Francia castiga a Palantir, el gigante de la IA con el que trabaja Sánchez
París lanza un plan de 655 millones para reducir la dependencia de EEUU y reforzar su soberanía tecnológica

Sede de Palantir Technologies en Tokio, Japón. | Taidgh Barron (ZP)
La empresa especializada en datos Palantir vuelve a situarse en el centro del debate europeo. El primer ministro francés, Sébastien Lecornu, ha anunciado que Francia sustituirá las herramientas de la compañía estadounidense en la DGSI, su agencia de inteligencia interior, porque no quiere que su información más sensible dependa de un proveedor extranjero. El movimiento forma parte del intento de París de recuperar la soberanía sobre sus tecnologías críticas y sitúa a España en el punto de mira, ya que Defensa mantiene activa su relación con esta empresa.
La sustituta será ChapsVision, una compañía francesa especializada en análisis de datos e inteligencia artificial. El movimiento forma parte de un plan de 655 millones de euros hasta 2030 para impulsar herramientas propias, reforzar la capacidad tecnológica del Estado y reducir la dependencia de proveedores extranjeros en áreas críticas. La inversión irá destinada principalmente a infraestructuras, investigación y sectores industriales.

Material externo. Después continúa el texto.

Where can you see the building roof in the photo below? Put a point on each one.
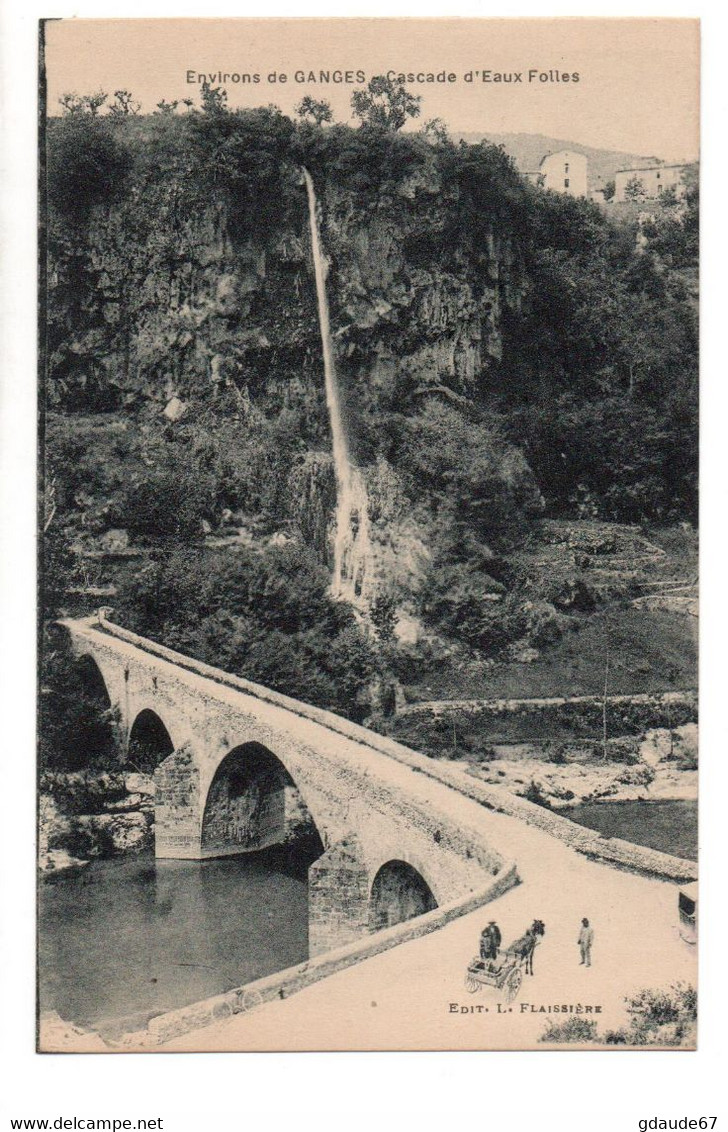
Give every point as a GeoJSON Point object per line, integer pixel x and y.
{"type": "Point", "coordinates": [651, 169]}
{"type": "Point", "coordinates": [557, 153]}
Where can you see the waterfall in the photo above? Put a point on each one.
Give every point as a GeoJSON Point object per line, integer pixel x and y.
{"type": "Point", "coordinates": [351, 538]}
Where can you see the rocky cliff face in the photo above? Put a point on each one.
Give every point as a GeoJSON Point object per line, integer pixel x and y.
{"type": "Point", "coordinates": [155, 298]}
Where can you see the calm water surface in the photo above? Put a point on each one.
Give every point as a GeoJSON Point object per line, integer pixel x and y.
{"type": "Point", "coordinates": [670, 826]}
{"type": "Point", "coordinates": [125, 938]}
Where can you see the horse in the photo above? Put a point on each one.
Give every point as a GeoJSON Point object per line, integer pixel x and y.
{"type": "Point", "coordinates": [524, 946]}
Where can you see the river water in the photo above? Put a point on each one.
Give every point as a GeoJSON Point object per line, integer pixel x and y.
{"type": "Point", "coordinates": [126, 938]}
{"type": "Point", "coordinates": [670, 826]}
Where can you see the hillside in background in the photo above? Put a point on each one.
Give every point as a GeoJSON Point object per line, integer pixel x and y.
{"type": "Point", "coordinates": [507, 359]}
{"type": "Point", "coordinates": [528, 149]}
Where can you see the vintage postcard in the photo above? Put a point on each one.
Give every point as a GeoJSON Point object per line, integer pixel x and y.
{"type": "Point", "coordinates": [368, 709]}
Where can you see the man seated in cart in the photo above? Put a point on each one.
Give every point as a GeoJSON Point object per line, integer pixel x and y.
{"type": "Point", "coordinates": [489, 943]}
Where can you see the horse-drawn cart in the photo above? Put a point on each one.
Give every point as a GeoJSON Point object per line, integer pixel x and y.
{"type": "Point", "coordinates": [505, 975]}
{"type": "Point", "coordinates": [505, 970]}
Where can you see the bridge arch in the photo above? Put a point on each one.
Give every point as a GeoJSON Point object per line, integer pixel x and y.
{"type": "Point", "coordinates": [150, 742]}
{"type": "Point", "coordinates": [399, 892]}
{"type": "Point", "coordinates": [253, 803]}
{"type": "Point", "coordinates": [91, 679]}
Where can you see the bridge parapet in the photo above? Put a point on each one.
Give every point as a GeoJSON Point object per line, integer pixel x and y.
{"type": "Point", "coordinates": [248, 763]}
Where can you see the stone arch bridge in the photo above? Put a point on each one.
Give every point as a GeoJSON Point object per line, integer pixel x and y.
{"type": "Point", "coordinates": [239, 768]}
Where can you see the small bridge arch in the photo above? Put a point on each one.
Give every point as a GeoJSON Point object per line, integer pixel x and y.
{"type": "Point", "coordinates": [150, 742]}
{"type": "Point", "coordinates": [399, 892]}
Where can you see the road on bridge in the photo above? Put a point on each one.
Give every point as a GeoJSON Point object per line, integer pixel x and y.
{"type": "Point", "coordinates": [405, 997]}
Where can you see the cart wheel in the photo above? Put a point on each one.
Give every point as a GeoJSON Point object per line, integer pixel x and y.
{"type": "Point", "coordinates": [513, 985]}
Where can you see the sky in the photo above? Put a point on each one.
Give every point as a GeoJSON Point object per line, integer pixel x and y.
{"type": "Point", "coordinates": [637, 87]}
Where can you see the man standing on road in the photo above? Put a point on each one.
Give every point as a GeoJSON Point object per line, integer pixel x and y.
{"type": "Point", "coordinates": [585, 940]}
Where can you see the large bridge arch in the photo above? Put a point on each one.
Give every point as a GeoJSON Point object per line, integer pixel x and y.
{"type": "Point", "coordinates": [253, 802]}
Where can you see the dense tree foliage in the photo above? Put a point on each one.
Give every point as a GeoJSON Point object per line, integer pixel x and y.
{"type": "Point", "coordinates": [588, 410]}
{"type": "Point", "coordinates": [264, 615]}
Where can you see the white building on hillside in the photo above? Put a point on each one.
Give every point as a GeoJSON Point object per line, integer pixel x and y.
{"type": "Point", "coordinates": [564, 172]}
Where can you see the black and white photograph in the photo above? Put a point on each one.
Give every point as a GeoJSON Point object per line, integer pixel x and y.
{"type": "Point", "coordinates": [368, 534]}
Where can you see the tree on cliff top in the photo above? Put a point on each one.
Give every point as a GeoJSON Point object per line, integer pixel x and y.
{"type": "Point", "coordinates": [385, 103]}
{"type": "Point", "coordinates": [314, 110]}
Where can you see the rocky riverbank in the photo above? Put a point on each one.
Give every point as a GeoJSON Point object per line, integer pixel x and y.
{"type": "Point", "coordinates": [659, 766]}
{"type": "Point", "coordinates": [84, 815]}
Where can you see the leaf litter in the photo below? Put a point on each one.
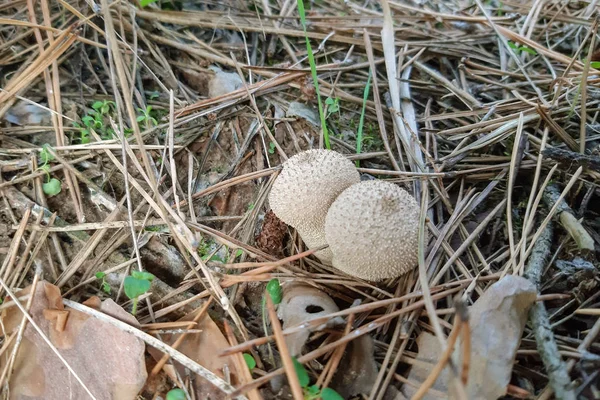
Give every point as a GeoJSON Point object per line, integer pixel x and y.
{"type": "Point", "coordinates": [143, 138]}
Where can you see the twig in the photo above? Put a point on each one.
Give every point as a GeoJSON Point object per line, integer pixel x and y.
{"type": "Point", "coordinates": [584, 240]}
{"type": "Point", "coordinates": [546, 345]}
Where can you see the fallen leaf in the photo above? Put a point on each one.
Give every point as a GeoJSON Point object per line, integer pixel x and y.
{"type": "Point", "coordinates": [270, 238]}
{"type": "Point", "coordinates": [496, 322]}
{"type": "Point", "coordinates": [302, 303]}
{"type": "Point", "coordinates": [358, 370]}
{"type": "Point", "coordinates": [204, 347]}
{"type": "Point", "coordinates": [109, 361]}
{"type": "Point", "coordinates": [223, 82]}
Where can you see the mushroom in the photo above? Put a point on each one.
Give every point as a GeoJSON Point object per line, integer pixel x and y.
{"type": "Point", "coordinates": [302, 193]}
{"type": "Point", "coordinates": [372, 230]}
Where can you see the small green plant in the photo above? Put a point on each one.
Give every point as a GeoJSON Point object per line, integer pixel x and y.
{"type": "Point", "coordinates": [136, 285]}
{"type": "Point", "coordinates": [333, 106]}
{"type": "Point", "coordinates": [525, 49]}
{"type": "Point", "coordinates": [103, 284]}
{"type": "Point", "coordinates": [52, 186]}
{"type": "Point", "coordinates": [361, 123]}
{"type": "Point", "coordinates": [313, 72]}
{"type": "Point", "coordinates": [274, 290]}
{"type": "Point", "coordinates": [95, 119]}
{"type": "Point", "coordinates": [313, 392]}
{"type": "Point", "coordinates": [146, 116]}
{"type": "Point", "coordinates": [176, 394]}
{"type": "Point", "coordinates": [250, 361]}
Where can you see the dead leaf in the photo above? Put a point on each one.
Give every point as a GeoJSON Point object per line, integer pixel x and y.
{"type": "Point", "coordinates": [109, 361]}
{"type": "Point", "coordinates": [302, 303]}
{"type": "Point", "coordinates": [204, 348]}
{"type": "Point", "coordinates": [429, 353]}
{"type": "Point", "coordinates": [496, 321]}
{"type": "Point", "coordinates": [358, 371]}
{"type": "Point", "coordinates": [270, 238]}
{"type": "Point", "coordinates": [223, 82]}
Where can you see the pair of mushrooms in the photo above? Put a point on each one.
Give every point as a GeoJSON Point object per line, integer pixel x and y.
{"type": "Point", "coordinates": [371, 227]}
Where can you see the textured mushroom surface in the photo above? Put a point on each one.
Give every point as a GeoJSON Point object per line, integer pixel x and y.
{"type": "Point", "coordinates": [372, 230]}
{"type": "Point", "coordinates": [305, 189]}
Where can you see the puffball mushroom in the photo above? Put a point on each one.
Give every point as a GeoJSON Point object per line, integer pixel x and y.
{"type": "Point", "coordinates": [372, 229]}
{"type": "Point", "coordinates": [302, 193]}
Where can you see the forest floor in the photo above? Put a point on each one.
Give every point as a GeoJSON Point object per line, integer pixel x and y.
{"type": "Point", "coordinates": [138, 145]}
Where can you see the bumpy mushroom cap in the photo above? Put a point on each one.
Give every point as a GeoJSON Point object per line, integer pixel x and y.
{"type": "Point", "coordinates": [372, 229]}
{"type": "Point", "coordinates": [302, 193]}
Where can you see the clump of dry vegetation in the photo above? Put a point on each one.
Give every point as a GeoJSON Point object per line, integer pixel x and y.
{"type": "Point", "coordinates": [139, 141]}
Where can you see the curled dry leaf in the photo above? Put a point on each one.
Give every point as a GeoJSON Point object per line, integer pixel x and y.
{"type": "Point", "coordinates": [204, 347]}
{"type": "Point", "coordinates": [302, 303]}
{"type": "Point", "coordinates": [496, 321]}
{"type": "Point", "coordinates": [109, 361]}
{"type": "Point", "coordinates": [359, 370]}
{"type": "Point", "coordinates": [223, 82]}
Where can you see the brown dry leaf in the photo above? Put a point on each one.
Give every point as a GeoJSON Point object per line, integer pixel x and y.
{"type": "Point", "coordinates": [496, 321]}
{"type": "Point", "coordinates": [204, 348]}
{"type": "Point", "coordinates": [223, 82]}
{"type": "Point", "coordinates": [359, 370]}
{"type": "Point", "coordinates": [301, 303]}
{"type": "Point", "coordinates": [110, 362]}
{"type": "Point", "coordinates": [270, 238]}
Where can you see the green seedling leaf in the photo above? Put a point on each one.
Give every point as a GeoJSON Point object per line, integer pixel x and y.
{"type": "Point", "coordinates": [525, 49]}
{"type": "Point", "coordinates": [176, 394]}
{"type": "Point", "coordinates": [333, 105]}
{"type": "Point", "coordinates": [143, 275]}
{"type": "Point", "coordinates": [250, 361]}
{"type": "Point", "coordinates": [313, 390]}
{"type": "Point", "coordinates": [97, 105]}
{"type": "Point", "coordinates": [52, 187]}
{"type": "Point", "coordinates": [301, 372]}
{"type": "Point", "coordinates": [88, 121]}
{"type": "Point", "coordinates": [145, 3]}
{"type": "Point", "coordinates": [45, 154]}
{"type": "Point", "coordinates": [330, 394]}
{"type": "Point", "coordinates": [135, 287]}
{"type": "Point", "coordinates": [274, 290]}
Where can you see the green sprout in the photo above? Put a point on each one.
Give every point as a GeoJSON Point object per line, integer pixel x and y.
{"type": "Point", "coordinates": [524, 49]}
{"type": "Point", "coordinates": [250, 361]}
{"type": "Point", "coordinates": [313, 392]}
{"type": "Point", "coordinates": [176, 394]}
{"type": "Point", "coordinates": [136, 285]}
{"type": "Point", "coordinates": [313, 72]}
{"type": "Point", "coordinates": [103, 284]}
{"type": "Point", "coordinates": [359, 135]}
{"type": "Point", "coordinates": [52, 186]}
{"type": "Point", "coordinates": [333, 106]}
{"type": "Point", "coordinates": [146, 116]}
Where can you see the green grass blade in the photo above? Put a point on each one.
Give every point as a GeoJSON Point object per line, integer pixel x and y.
{"type": "Point", "coordinates": [313, 72]}
{"type": "Point", "coordinates": [361, 123]}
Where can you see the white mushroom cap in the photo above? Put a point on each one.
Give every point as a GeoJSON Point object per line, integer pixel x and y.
{"type": "Point", "coordinates": [372, 230]}
{"type": "Point", "coordinates": [302, 193]}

El detonante ha sido el caso Anthropic. Estados Unidos ha restringido el acceso extranjero a algunos modelos avanzados de inteligencia artificial —Fable 5 y Mythos 5— por motivos de seguridad nacional. Francia ha entendido ese gesto como una advertencia: si puede limitar el acceso a una tecnología clave, también puede condicionar otras herramientas estratégicas.
Una salida que no será inmediata
París no ha dicho que la herramienta no funcione. La transición será gradual porque Palantir había renovado su contrato con la DGSI a finales de 2025, por lo que Francia no puede apagar el sistema de un día para otro. El objetivo es sustituirlo sin crear un vacío operativo en una agencia que trabaja con información especialmente sensible.
ChapsVision ha sido la elegida para ocupar ese espacio. Su plataforma ArgonOS promete reunir información de distintas fuentes, ordenar grandes volúmenes de datos y convertirlos en conocimiento útil para tomar decisiones. Su propuesta no se limita a almacenar datos, sino a cruzarlos, detectar patrones y acelerar la lectura de escenarios complejos.
Además, el plan francés incluye nuevas herramientas para el sector público. El Gobierno prevé desplegar asistentes conversacionales para funcionarios y un chatbot sanitario vinculado a Ameli, el seguro médico público. El objetivo es agilizar trámites, responder consultas sencillas y reducir cargas administrativas.
España mantiene su vínculo con Palantir
Mientras Francia inicia el camino para apartar a Palantir, España ya ha incorporado su tecnología al ámbito militar. En 2023, el Ministerio de Defensa adjudicó a Palantir Technologies Spain un contrato de 16,54 millones de euros para una solución de fusión y análisis de inteligencia en el Sistema de Inteligencia de las Fuerzas Armadas.
La herramienta asociada a este tipo de operaciones es Gotham, la plataforma de Palantir para defensa e inteligencia. Su función es integrar datos dispersos y convertirlos en una lectura común. Para un ejército, eso puede ahorrar tiempo. Para sus críticos, concentra demasiado poder en manos de una empresa privada extranjera.
Europa revisa sus alianzas
Francia no es el único país que se está haciendo preguntas. Alemania también ha buscado alternativas europeas en inteligencia, mientras Reino Unido ha revisado el peso de Palantir en contratos sensibles, especialmente por el uso de datos públicos en su sistema sanitario nacional (NHS, por sus siglas en inglés). Suiza también ha mostrado recelos por la soberanía de los datos y el posible acceso estadounidense a información sensible.
Si Francia considera que depender de Palantir supone un riesgo tecnológico y político, la pregunta es si el Gobierno español ha evaluado esa misma dependencia para sus alianzas con empresas como Airbus.
Qué supone este cambio
Para el ciudadano, la parte más visible puede llegar por los servicios públicos. Para el Estado, la ganancia es más importante; es el control. Francia quiere saber dónde están sus datos, quién los procesa y bajo qué leyes quedan protegidos. En inteligencia, defensa o salud, esa pregunta pesa más que la comodidad de usar una herramienta extranjera ya probada.
Ese es el cambio de fondo. La inteligencia artificial se ha convertido en una infraestructura crítica, como la energía, las telecomunicaciones o la defensa. Francia no quiere llegar tarde a esa batalla.